While the the U.S. Department of Transportation gauges that children should ride in cars using a booster seat from around 4 to 12 years old, the agency notes that the best determination of when a booster seat is not needed is the seatbelt. "Keep your child in a booster seat until he or she is big enough to fit in a seat belt properly," the Department of Transportation website reads. "For a seat belt to fit properly the lap belt must lie snugly across the upper thighs, not the stomach. The shoulder belt should lie snugly across the shoulder and chest and not cross the neck or face."
McLellan's post has since gone viral, drawing attention from thousands of parents, and she says she's glad to see something good come from her family's experience. "I never expected it to go viral but it's been a very emotional and incredible the amount of people who have privately messaged me or publicly said, 'I'm putting my kid in a booster chair now' or 'my kid has been fighting me to get out of it and I'm not going to budge now either," she tells Romper. "To know that that has been an outcome, doesn’t make it worth what my family has gone through but it means that something good has come of it and that just touches my whole family’s heart so much."

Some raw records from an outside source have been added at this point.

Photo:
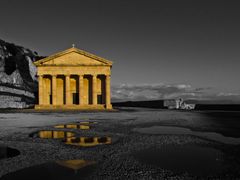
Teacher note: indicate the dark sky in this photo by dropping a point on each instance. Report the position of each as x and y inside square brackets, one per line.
[195, 42]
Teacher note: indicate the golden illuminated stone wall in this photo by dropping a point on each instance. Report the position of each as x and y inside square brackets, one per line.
[74, 79]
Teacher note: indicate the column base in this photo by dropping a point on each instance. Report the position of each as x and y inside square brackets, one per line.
[108, 106]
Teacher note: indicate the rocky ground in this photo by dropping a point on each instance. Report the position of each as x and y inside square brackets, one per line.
[114, 161]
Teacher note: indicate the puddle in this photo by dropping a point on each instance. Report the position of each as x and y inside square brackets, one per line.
[7, 152]
[52, 134]
[185, 131]
[72, 126]
[61, 170]
[196, 160]
[88, 141]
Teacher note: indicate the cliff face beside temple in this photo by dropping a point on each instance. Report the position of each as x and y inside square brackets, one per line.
[18, 82]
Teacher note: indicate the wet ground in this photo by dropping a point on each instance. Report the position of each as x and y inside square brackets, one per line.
[131, 143]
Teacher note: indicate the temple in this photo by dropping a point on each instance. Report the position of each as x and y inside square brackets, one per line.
[74, 79]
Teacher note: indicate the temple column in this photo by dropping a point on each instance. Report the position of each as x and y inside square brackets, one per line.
[94, 89]
[40, 89]
[68, 93]
[108, 92]
[54, 89]
[81, 90]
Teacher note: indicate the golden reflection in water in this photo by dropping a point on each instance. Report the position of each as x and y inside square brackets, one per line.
[72, 126]
[55, 134]
[87, 122]
[75, 164]
[88, 141]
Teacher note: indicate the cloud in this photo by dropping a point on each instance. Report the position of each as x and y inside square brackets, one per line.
[140, 92]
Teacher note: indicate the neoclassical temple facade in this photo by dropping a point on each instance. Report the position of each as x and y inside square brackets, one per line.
[74, 79]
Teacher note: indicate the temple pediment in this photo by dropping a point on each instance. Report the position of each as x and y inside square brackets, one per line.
[73, 56]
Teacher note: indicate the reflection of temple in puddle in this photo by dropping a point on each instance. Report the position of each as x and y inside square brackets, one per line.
[75, 164]
[87, 122]
[55, 134]
[66, 169]
[73, 126]
[88, 141]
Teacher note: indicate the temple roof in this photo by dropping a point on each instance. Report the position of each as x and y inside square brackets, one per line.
[73, 50]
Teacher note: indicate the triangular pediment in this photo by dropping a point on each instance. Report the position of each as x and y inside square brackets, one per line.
[73, 56]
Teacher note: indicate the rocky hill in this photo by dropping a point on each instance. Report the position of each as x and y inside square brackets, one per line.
[18, 82]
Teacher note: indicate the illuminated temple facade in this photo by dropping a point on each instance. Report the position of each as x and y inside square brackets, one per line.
[74, 79]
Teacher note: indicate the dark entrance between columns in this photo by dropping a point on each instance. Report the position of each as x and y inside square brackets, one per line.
[100, 99]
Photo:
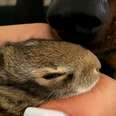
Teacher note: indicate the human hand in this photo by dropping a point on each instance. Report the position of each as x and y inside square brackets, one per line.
[100, 101]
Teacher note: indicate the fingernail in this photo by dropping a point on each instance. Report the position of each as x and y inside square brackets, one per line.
[31, 111]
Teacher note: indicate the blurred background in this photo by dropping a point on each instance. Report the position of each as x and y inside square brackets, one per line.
[23, 11]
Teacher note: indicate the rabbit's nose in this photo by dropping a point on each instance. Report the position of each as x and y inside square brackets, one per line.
[53, 77]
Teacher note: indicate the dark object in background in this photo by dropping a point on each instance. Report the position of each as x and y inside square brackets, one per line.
[21, 11]
[78, 21]
[90, 23]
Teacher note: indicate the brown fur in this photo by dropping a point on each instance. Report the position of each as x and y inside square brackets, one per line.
[33, 72]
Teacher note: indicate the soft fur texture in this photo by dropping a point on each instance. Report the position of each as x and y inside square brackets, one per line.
[35, 71]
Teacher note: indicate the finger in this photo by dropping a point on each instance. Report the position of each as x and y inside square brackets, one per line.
[100, 101]
[42, 112]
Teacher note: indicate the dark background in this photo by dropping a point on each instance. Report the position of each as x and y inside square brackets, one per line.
[24, 11]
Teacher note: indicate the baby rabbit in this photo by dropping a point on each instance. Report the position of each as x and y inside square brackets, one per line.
[35, 71]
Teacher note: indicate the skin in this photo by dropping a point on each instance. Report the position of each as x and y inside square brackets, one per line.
[101, 99]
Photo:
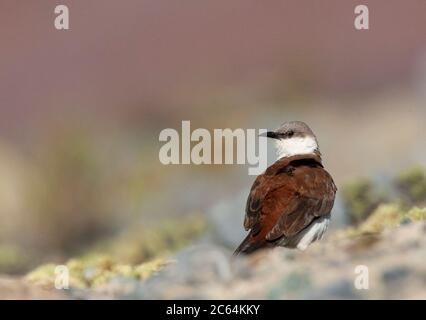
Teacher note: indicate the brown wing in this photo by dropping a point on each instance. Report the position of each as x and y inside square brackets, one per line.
[288, 197]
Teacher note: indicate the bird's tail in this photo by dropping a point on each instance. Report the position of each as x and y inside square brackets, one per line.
[249, 245]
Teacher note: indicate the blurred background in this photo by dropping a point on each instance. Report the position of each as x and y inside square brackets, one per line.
[81, 111]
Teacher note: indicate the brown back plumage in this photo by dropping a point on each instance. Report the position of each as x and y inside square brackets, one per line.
[286, 199]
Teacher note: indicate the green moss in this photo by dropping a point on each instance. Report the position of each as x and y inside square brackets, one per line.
[412, 184]
[91, 273]
[142, 243]
[360, 199]
[138, 254]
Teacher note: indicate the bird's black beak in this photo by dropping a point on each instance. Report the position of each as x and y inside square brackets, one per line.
[269, 134]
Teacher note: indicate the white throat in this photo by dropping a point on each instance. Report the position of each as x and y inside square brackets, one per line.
[296, 146]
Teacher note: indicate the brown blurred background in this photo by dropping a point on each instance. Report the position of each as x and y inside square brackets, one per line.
[81, 110]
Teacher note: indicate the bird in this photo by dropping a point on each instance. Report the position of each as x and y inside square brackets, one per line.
[289, 205]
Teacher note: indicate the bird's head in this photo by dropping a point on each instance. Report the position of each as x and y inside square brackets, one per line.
[294, 138]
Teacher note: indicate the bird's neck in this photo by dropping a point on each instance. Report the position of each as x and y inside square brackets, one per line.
[296, 146]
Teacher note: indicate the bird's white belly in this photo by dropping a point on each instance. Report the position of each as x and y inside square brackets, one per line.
[313, 232]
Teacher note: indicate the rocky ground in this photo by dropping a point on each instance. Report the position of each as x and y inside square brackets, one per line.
[394, 260]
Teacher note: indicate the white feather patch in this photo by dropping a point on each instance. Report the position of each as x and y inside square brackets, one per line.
[295, 146]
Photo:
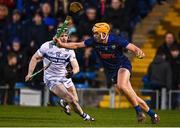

Now, the family is focused on healing. Although Chris, McLellan's husband, has a longer road to recovery ahead of him (the family has a GoFundMe as his injuries have prevented him from returning to work), she says Braeden is already on the mend. "He has some PTSD but overall, physically, he's really healing well," she tells Romper. "I can't even wrap my head around how it could have been so much worse. ... All kids my son’s age should be in a booster."